Review: Six Slovak Poets, ed. Igor Hochel
Ross Cogan, Acumen 68, September 2010
Further evidence of Arc's commitment to bringing out the best poetry in translation is provided by Six Slovak Poets, the sixth in its series of bilingual contemporary verse anthologies. Two years ago I reviewed the Czech companion volume. At the time I complained that it didn't seem to know whether it was for the academic specialist or the general reader. The parallel text suggests the former; the breadth and 'introduction to' style the latter. The small sample of each poet's work, I suggested, would satisfy neither. The Slovak volume is no different in this regard. Each poet gets only about a dozen pages so that, for example, Ivan Strpka's fifteen collections are represented by just twelve poems. However, it is superior to its predecessor in one regard at least - rather than spanning several generations it concentrates on just one, so you get a feel for the voice of a group of poets responding to a particular set of historical circumstances. With two exceptions these writers were born in the 1940s and grew to maturity in the 1960s - they are the generation of the Prague Spring, if you like, who first glimpsed creative freedom then had it snatched from them.
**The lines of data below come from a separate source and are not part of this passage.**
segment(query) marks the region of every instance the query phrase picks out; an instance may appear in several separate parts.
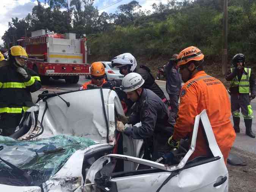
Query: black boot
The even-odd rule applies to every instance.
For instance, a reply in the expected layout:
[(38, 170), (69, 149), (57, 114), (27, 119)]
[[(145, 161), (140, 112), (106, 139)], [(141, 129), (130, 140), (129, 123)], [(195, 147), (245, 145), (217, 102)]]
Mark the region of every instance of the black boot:
[(236, 133), (240, 133), (240, 127), (239, 124), (240, 123), (240, 117), (233, 116), (233, 121), (234, 121), (234, 129)]
[(251, 131), (251, 124), (253, 122), (252, 119), (244, 119), (245, 124), (245, 134), (252, 138), (255, 138), (255, 135)]

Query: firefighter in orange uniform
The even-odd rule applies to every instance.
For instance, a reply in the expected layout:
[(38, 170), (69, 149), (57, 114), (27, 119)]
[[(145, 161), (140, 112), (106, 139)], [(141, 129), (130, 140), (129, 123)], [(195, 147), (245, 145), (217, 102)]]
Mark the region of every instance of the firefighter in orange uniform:
[[(178, 118), (173, 134), (169, 139), (168, 143), (171, 147), (178, 148), (181, 139), (188, 137), (191, 141), (195, 117), (206, 109), (226, 164), (228, 154), (236, 138), (230, 119), (230, 102), (221, 81), (203, 70), (204, 57), (199, 49), (191, 46), (182, 51), (176, 60), (185, 84), (181, 91)], [(203, 130), (199, 126), (195, 150), (190, 159), (210, 155)]]
[(85, 83), (80, 87), (80, 90), (87, 89), (89, 84), (95, 85), (97, 87), (102, 87), (107, 81), (105, 80), (105, 70), (103, 64), (101, 62), (93, 63), (91, 65), (91, 80)]

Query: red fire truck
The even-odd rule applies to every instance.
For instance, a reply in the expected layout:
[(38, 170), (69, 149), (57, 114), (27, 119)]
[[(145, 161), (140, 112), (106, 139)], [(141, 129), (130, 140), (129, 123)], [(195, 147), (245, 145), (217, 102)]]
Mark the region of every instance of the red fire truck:
[(90, 74), (85, 35), (76, 39), (75, 33), (59, 34), (44, 30), (31, 34), (31, 37), (18, 40), (17, 44), (26, 49), (28, 67), (40, 75), (42, 82), (52, 77), (76, 83), (79, 75)]

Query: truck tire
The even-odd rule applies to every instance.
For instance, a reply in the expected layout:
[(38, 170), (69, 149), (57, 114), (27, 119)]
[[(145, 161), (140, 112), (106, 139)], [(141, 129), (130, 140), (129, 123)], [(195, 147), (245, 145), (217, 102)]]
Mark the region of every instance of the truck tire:
[(41, 83), (42, 84), (45, 85), (49, 83), (50, 77), (45, 75), (41, 76), (40, 77), (41, 79)]
[(79, 81), (79, 75), (75, 75), (73, 76), (73, 83), (77, 83)]
[(67, 84), (70, 84), (73, 83), (73, 78), (72, 78), (72, 76), (66, 76), (64, 78), (65, 79), (65, 81), (66, 83)]

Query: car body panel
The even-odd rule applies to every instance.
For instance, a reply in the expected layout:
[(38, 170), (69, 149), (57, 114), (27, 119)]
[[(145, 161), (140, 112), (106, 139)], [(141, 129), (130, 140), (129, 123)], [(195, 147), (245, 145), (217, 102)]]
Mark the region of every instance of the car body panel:
[[(81, 90), (60, 95), (69, 102), (68, 107), (58, 97), (47, 100), (47, 108), (44, 116), (44, 131), (38, 137), (46, 138), (66, 134), (90, 138), (101, 143), (106, 143), (107, 131), (101, 98), (101, 89)], [(122, 105), (115, 91), (102, 89), (105, 108), (108, 118), (109, 136), (114, 139), (115, 108), (117, 112), (124, 115)], [(38, 120), (41, 122), (46, 107), (46, 102), (40, 101)], [(20, 139), (28, 137), (27, 134)], [(113, 145), (115, 141), (113, 140)]]
[[(93, 153), (97, 149), (104, 151), (105, 148), (108, 149), (108, 151), (109, 151), (110, 147), (111, 147), (110, 148), (113, 149), (116, 144), (115, 131), (116, 117), (115, 111), (122, 115), (124, 115), (124, 114), (121, 102), (115, 92), (108, 89), (102, 89), (102, 90), (109, 128), (108, 143), (106, 139), (107, 126), (104, 117), (101, 89), (59, 93), (60, 97), (69, 103), (69, 107), (56, 95), (45, 98), (28, 111), (28, 112), (30, 114), (27, 119), (25, 119), (24, 123), (27, 125), (26, 123), (28, 123), (30, 120), (31, 120), (32, 125), (28, 133), (20, 137), (19, 139), (19, 140), (28, 139), (28, 142), (33, 144), (34, 140), (47, 139), (60, 135), (79, 137), (78, 138), (82, 137), (93, 140), (98, 143), (78, 149), (68, 157), (68, 159), (60, 170), (43, 183), (42, 188), (44, 192), (74, 191), (76, 189), (79, 191), (80, 188), (79, 187), (83, 186), (85, 179), (85, 176), (83, 177), (85, 175), (83, 175), (84, 173), (82, 171), (85, 162), (83, 158)], [(46, 103), (47, 107), (45, 110)], [(44, 112), (45, 112), (44, 114)], [(37, 112), (38, 113), (38, 119), (36, 119), (35, 117)], [(37, 126), (34, 128), (37, 120), (38, 122)], [(41, 122), (42, 122), (43, 128), (41, 126)], [(41, 132), (41, 134), (38, 134)], [(37, 136), (37, 134), (38, 134)], [(31, 137), (34, 136), (36, 137), (33, 138)], [(138, 155), (143, 141), (133, 139), (125, 135), (123, 136), (123, 147), (126, 149), (124, 153), (135, 156)], [(16, 142), (19, 142), (19, 141)], [(27, 148), (30, 147), (29, 145), (26, 144), (26, 145), (27, 146)], [(28, 149), (23, 149), (22, 146), (17, 147), (19, 147), (19, 151), (23, 154), (25, 154), (24, 151), (28, 151)], [(48, 148), (48, 147), (46, 147)], [(37, 147), (38, 148), (39, 147), (42, 147), (42, 146)], [(12, 147), (16, 148), (15, 146)], [(1, 156), (2, 155), (5, 155), (5, 158), (7, 158), (6, 155), (8, 155), (7, 153), (9, 153), (9, 155), (13, 153), (12, 150), (9, 149), (6, 152), (5, 149), (0, 152)], [(2, 153), (5, 151), (7, 153), (5, 155)], [(36, 158), (38, 155), (35, 151), (28, 152), (33, 155), (33, 157), (35, 156)], [(24, 162), (30, 161), (31, 157), (33, 157), (32, 156), (28, 155), (30, 153), (27, 153), (28, 155), (24, 157), (22, 162), (17, 161), (18, 162), (23, 165), (24, 164)], [(103, 154), (102, 156), (105, 155), (106, 154)], [(14, 158), (9, 156), (8, 159), (12, 161), (12, 158), (13, 159)], [(16, 157), (14, 156), (15, 159)], [(13, 159), (14, 161), (12, 162), (17, 162), (15, 159)], [(92, 164), (97, 159), (93, 156), (90, 158), (89, 161)], [(16, 165), (19, 165), (19, 164), (17, 163)], [(133, 170), (135, 166), (135, 164), (133, 162), (126, 162), (124, 169), (127, 170)], [(0, 184), (0, 191), (34, 191), (32, 190), (37, 190), (41, 188), (36, 186), (20, 187), (18, 186)]]
[[(203, 158), (203, 160), (199, 160), (198, 162), (193, 162), (193, 160), (188, 161), (188, 158), (193, 153), (195, 146), (200, 120), (203, 125), (213, 157), (212, 158)], [(167, 192), (171, 189), (172, 191), (176, 192), (228, 192), (228, 170), (223, 156), (215, 139), (205, 110), (195, 118), (191, 145), (188, 151), (177, 165), (166, 166), (134, 157), (118, 154), (109, 155), (99, 158), (91, 165), (87, 173), (86, 180), (89, 181), (89, 183), (97, 184), (97, 181), (94, 180), (96, 173), (102, 169), (104, 167), (103, 163), (105, 162), (106, 160), (110, 161), (114, 158), (114, 159), (123, 159), (157, 168), (155, 169), (155, 170), (152, 170), (155, 172), (152, 173), (143, 174), (141, 173), (142, 171), (140, 172), (135, 170), (128, 173), (129, 176), (125, 176), (126, 174), (125, 172), (123, 173), (121, 172), (119, 177), (118, 174), (116, 174), (113, 178), (110, 177), (109, 181), (116, 184), (119, 192), (157, 191), (163, 183), (165, 179), (169, 176), (172, 177), (170, 178), (166, 183), (161, 186), (161, 191)], [(104, 165), (105, 164), (105, 163)], [(111, 175), (112, 173), (110, 174)], [(223, 182), (221, 182), (222, 181)], [(217, 186), (214, 187), (214, 185), (215, 184)], [(95, 191), (94, 190), (96, 186), (94, 185), (93, 187), (86, 188), (86, 191)]]
[[(105, 73), (108, 81), (122, 81), (124, 76), (120, 73), (119, 69), (112, 67), (111, 62), (110, 61), (101, 61), (105, 66)], [(112, 71), (115, 73), (111, 73), (108, 71)]]

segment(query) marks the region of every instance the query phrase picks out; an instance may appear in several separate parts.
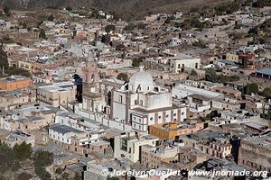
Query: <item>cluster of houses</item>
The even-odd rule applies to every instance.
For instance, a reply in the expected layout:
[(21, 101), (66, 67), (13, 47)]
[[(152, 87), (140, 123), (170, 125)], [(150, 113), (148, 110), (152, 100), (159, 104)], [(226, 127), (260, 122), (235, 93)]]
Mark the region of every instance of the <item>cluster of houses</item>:
[[(105, 169), (271, 173), (271, 94), (244, 94), (252, 83), (271, 88), (270, 33), (261, 44), (229, 35), (271, 17), (270, 7), (248, 9), (201, 17), (212, 24), (202, 31), (173, 25), (187, 18), (182, 12), (132, 24), (101, 11), (99, 18), (60, 11), (65, 18), (40, 25), (46, 38), (18, 24), (31, 14), (0, 19), (8, 65), (32, 75), (3, 68), (1, 141), (51, 151), (55, 169), (85, 180), (107, 179)], [(210, 69), (239, 80), (208, 81)]]

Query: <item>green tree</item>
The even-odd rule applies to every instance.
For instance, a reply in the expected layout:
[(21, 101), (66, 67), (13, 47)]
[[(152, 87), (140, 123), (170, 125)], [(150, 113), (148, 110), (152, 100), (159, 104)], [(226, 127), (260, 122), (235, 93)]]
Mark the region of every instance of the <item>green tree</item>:
[(4, 48), (2, 45), (0, 45), (0, 68), (2, 69), (2, 67), (5, 68), (8, 68), (8, 60), (7, 60), (7, 55), (4, 51)]
[(48, 16), (47, 19), (48, 19), (48, 21), (50, 21), (50, 22), (53, 22), (54, 17), (53, 17), (53, 15), (51, 14), (51, 15)]
[(5, 6), (4, 7), (3, 11), (4, 11), (4, 13), (5, 13), (5, 14), (6, 16), (10, 16), (11, 13), (10, 13), (10, 9), (9, 9), (8, 6), (5, 5)]
[(219, 82), (219, 78), (218, 78), (216, 71), (213, 70), (212, 68), (207, 69), (205, 72), (205, 80), (210, 81), (213, 83)]
[(252, 93), (253, 94), (257, 94), (258, 93), (258, 86), (255, 83), (248, 84), (244, 88), (245, 88), (244, 92), (245, 92), (246, 94), (251, 94)]
[(128, 80), (128, 76), (125, 73), (119, 73), (117, 76), (117, 79), (126, 81)]
[(124, 51), (124, 50), (126, 50), (126, 46), (123, 45), (123, 44), (117, 44), (117, 45), (116, 46), (116, 50), (119, 50), (119, 51)]
[(124, 30), (127, 31), (127, 32), (131, 32), (136, 28), (136, 25), (133, 23), (129, 23), (128, 25), (126, 25)]
[(263, 92), (261, 92), (259, 94), (266, 98), (271, 98), (271, 88), (269, 87), (265, 88)]
[(62, 175), (63, 169), (61, 167), (58, 167), (55, 171), (58, 175)]
[(45, 31), (43, 29), (40, 29), (40, 38), (42, 38), (43, 40), (47, 39)]
[(198, 76), (198, 73), (197, 73), (194, 69), (192, 69), (192, 70), (191, 71), (190, 75), (191, 75), (191, 76)]
[(29, 158), (33, 153), (31, 144), (26, 144), (23, 141), (22, 144), (15, 144), (14, 147), (14, 150), (15, 152), (16, 158), (20, 160), (25, 160)]
[(109, 33), (110, 32), (114, 32), (116, 30), (115, 25), (107, 25), (106, 26), (106, 32)]
[(81, 176), (79, 173), (76, 173), (75, 176), (73, 177), (73, 180), (81, 180), (81, 179), (82, 179)]
[(133, 58), (132, 60), (132, 66), (133, 67), (139, 67), (140, 63), (143, 62), (143, 59), (142, 58)]
[(18, 180), (29, 180), (33, 177), (32, 175), (30, 174), (27, 174), (27, 173), (21, 173), (19, 176), (18, 176)]
[(68, 6), (66, 7), (66, 10), (71, 12), (71, 11), (72, 11), (72, 7), (70, 6), (70, 5), (68, 5)]

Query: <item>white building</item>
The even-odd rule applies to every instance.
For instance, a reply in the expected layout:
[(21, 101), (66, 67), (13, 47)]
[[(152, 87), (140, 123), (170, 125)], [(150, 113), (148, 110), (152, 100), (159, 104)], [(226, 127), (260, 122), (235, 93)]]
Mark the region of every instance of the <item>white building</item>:
[(146, 132), (151, 124), (182, 122), (186, 108), (173, 104), (172, 92), (156, 86), (152, 76), (140, 67), (128, 83), (113, 92), (112, 118), (125, 121), (136, 131)]
[(169, 58), (170, 70), (174, 73), (181, 73), (182, 69), (188, 68), (200, 68), (201, 58), (193, 58), (185, 54), (174, 54), (174, 57)]
[(134, 131), (116, 136), (114, 140), (114, 158), (126, 158), (136, 163), (139, 160), (140, 147), (143, 145), (156, 146), (158, 138), (151, 135), (137, 135)]
[(13, 148), (15, 144), (22, 144), (23, 141), (33, 147), (35, 144), (35, 137), (21, 130), (15, 130), (12, 131), (5, 140), (5, 143), (10, 148)]

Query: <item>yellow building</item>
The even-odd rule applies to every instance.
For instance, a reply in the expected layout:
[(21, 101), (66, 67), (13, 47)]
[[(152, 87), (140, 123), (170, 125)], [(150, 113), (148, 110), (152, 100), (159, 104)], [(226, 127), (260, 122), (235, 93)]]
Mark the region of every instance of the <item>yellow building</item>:
[(160, 140), (175, 140), (182, 134), (190, 134), (205, 128), (205, 122), (166, 122), (149, 126), (149, 133)]

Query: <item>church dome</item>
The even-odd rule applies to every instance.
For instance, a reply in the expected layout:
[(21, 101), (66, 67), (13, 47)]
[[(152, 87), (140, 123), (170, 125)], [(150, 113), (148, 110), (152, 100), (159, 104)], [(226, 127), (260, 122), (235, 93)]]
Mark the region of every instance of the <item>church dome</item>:
[(128, 86), (129, 90), (133, 91), (151, 91), (154, 89), (154, 79), (141, 66), (139, 67), (139, 71), (130, 77)]

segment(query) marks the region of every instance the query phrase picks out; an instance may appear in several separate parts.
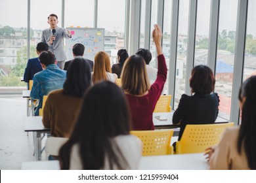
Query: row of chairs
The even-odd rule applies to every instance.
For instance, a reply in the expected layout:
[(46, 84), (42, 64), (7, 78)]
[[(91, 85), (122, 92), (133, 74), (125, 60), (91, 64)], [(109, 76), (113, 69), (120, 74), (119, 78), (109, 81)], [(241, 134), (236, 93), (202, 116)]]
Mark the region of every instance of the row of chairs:
[[(180, 141), (176, 144), (176, 154), (204, 152), (207, 148), (215, 146), (221, 139), (225, 128), (234, 123), (206, 125), (187, 125)], [(142, 156), (173, 154), (171, 144), (173, 129), (154, 131), (132, 131), (143, 143)], [(47, 156), (58, 156), (60, 148), (68, 138), (49, 137), (46, 142)]]

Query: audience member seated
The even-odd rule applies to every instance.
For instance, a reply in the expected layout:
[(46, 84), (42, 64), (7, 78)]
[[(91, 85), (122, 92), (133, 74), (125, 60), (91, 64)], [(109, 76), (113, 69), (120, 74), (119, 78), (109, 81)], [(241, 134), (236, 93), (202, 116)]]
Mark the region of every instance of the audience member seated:
[[(39, 56), (43, 51), (48, 51), (49, 46), (47, 43), (40, 42), (36, 47), (36, 52)], [(29, 59), (27, 63), (27, 67), (25, 69), (24, 75), (24, 80), (26, 82), (29, 82), (30, 80), (33, 80), (33, 75), (43, 70), (42, 65), (38, 60), (38, 58)]]
[(93, 74), (93, 83), (109, 80), (116, 82), (117, 75), (111, 73), (110, 59), (105, 52), (98, 52), (95, 57), (95, 67)]
[(146, 63), (138, 55), (127, 59), (121, 74), (122, 88), (131, 112), (133, 130), (154, 129), (153, 111), (166, 80), (167, 69), (161, 47), (162, 33), (158, 25), (155, 25), (152, 35), (158, 55), (158, 72), (155, 82), (150, 86)]
[(213, 71), (206, 65), (193, 68), (190, 79), (192, 96), (183, 94), (173, 116), (173, 124), (180, 125), (181, 140), (186, 124), (213, 124), (219, 112), (219, 96), (211, 93), (215, 85)]
[(142, 143), (129, 135), (131, 117), (121, 90), (109, 81), (85, 95), (69, 141), (60, 150), (62, 169), (137, 169)]
[(242, 84), (238, 97), (241, 125), (226, 129), (219, 144), (206, 150), (210, 169), (256, 169), (256, 76)]
[[(73, 56), (74, 58), (75, 58), (77, 56), (83, 56), (83, 54), (85, 52), (85, 46), (83, 46), (83, 44), (81, 43), (75, 44), (73, 46), (72, 51), (73, 51)], [(85, 59), (86, 60), (86, 61), (87, 61), (89, 63), (91, 72), (93, 72), (93, 61), (88, 59)], [(68, 71), (68, 66), (70, 65), (70, 63), (72, 61), (73, 59), (65, 62), (65, 65), (64, 68), (64, 70)]]
[(63, 89), (49, 94), (43, 110), (43, 124), (51, 127), (52, 136), (70, 137), (82, 97), (90, 86), (89, 64), (83, 58), (75, 58), (69, 65)]
[(43, 52), (39, 59), (43, 71), (34, 75), (30, 93), (32, 99), (39, 100), (35, 116), (39, 115), (39, 108), (42, 108), (43, 95), (47, 95), (51, 91), (62, 88), (66, 80), (66, 71), (61, 70), (56, 65), (53, 53), (50, 51)]
[(113, 64), (112, 65), (112, 73), (115, 73), (117, 75), (117, 77), (119, 78), (121, 75), (121, 72), (123, 69), (123, 63), (125, 60), (129, 58), (127, 51), (125, 49), (119, 50), (117, 52), (117, 60), (118, 63)]
[(152, 56), (150, 50), (144, 48), (140, 48), (136, 52), (136, 54), (142, 56), (145, 61), (148, 78), (150, 80), (150, 84), (152, 84), (156, 79), (158, 69), (149, 65), (149, 63), (152, 59)]

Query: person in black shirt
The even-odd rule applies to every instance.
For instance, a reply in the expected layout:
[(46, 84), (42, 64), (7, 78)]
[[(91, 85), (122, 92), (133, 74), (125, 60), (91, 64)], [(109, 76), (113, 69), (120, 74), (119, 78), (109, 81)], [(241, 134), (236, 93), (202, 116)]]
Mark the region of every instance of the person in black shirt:
[(188, 96), (183, 94), (173, 114), (173, 124), (180, 125), (180, 141), (186, 124), (213, 124), (218, 116), (219, 99), (213, 92), (215, 79), (213, 71), (206, 65), (198, 65), (191, 73)]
Although there are considerable differences between them, all six favour allusive, densely written free verse, which takes a European surrealist tradition and weaves into it snippets of folk tales, theology and heavily disguised satire. Several of the poets also clearly have a strong response to nature. Strpka is perhaps the closest to the European avant-garde tradition, and the most 'difficult'. Jan Buzassy writes evocative, well-crafted poems (she falls apart like a bouquet of flowers / and a tepid rapture washes over you
) which play with ideas. Peter Repka, the introduction tells me, is a rebellious poet concerned with the repressive social order. In fact he struck me as much for his subtle response to the sights and sounds around him, though the philosopher is never far from the surface: When you seek the smallest grain of sand / must what you find be / the smallest grain of sand?
.
Mila Haugova, Slovakia's best known woman poet, is already represented by an Arc collection, so readers may be familiar with her technique of building up collages, magpie like, from scattered words and images, to create something greater than the parts. Human relationships form her main concern, as in poems like To My Daughter About Love:
in the sudden fissure you'll see
dark, inscrutable waters,
reflection of a hazy star,
that which you love, unknown,
and all you'll manage is to
slightly part your lips.
Daniel Hevier, at fifty-five the youngest poet here, is also probably the most in tune with current English taste. There's a Mersey beat vibe about him, if I can be so crass. For me, however, the stand-out was Kamil Peteraj, who also happens to be a successful writer of rock lyrics. As you'd expect of a classical violinist, his work has a strong musical sense, even in translation. His work also betrays a subtle appreciation of nature. But what I really loved was his ability to conjure up the universe in a grain of sand. There is genuine tragedy in Death of a Hen:
they fling her on the table
cold and exacta little mound of feathers will remain
and the children outside
who know
but they're not supposed to
I hope we will be seeing full length translations of all these poets in the near future.